The Cynic: The Political Education of Mitch McConnell
- First edition
- Author: Alec MacGillis
- Language: English
- Subject: Mitch McConnell
- Genre: Non-fiction
- Publisher: Simon & Schuster
- Publication date: 2014

= The Cynic: The Political Education of Mitch McConnell =

2014 book by Alec MacGillis

The Cynic: The Political Education of Mitch McConnell is a 2014 non-fiction book by Alec MacGillis about the political evolution of Mitch McConnell. The book documents his growing experience with political procedure and the change in his political direction to be more conservative.
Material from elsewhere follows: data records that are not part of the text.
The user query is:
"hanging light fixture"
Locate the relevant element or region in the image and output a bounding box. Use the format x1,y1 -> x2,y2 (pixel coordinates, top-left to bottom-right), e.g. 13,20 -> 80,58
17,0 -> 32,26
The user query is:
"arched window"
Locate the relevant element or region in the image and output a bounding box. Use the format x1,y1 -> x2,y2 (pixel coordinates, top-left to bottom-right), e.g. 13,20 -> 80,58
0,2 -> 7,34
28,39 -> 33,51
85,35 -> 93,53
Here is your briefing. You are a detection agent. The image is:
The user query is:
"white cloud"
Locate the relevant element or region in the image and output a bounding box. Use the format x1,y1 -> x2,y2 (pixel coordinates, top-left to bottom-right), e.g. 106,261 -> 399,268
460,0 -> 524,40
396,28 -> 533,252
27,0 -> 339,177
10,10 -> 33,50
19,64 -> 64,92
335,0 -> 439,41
Peter Hamby of The Washington Post wrote that the "overriding thesis" is that "the win-at-all-costs McConnell has come to embody everything wrong with a noxious American political system" due to his focus on remaining in office instead of dealing with issues faced by his constituents.

==Background==
The author was a journalist for The Washington Post and a senior editor of The New Republic. Hamby described the author as "a thorough and well-trained reporter happily unburdened from the dispassionate constraints of he-said-she-said political journalism", one who is not "some liberal hack" despite having a writing style "with all the passion of a convert".

The author conducted 75 interviews.

==Content==
The book has around 140 pages divided into three chapters. Hamby stated that due to the short length it includes "essentials", with the beginning being 1977, when McConnell successfully campaigned to the county executive position for Jefferson County, Kentucky. One chapter talks about his political campaigning style and the veracity of statements within. Portions also discuss how McConnell wishes for the campaign finance laws to be unchanged. Childhood and family details are not included.

Hamby stated "If it isn't obvious from the book's title, the author ... has a dim view of the senator."

==Reception==
In his review Hamby stated that the book might have had a more positive tone had McConnell been a Democrat instead of a Republican.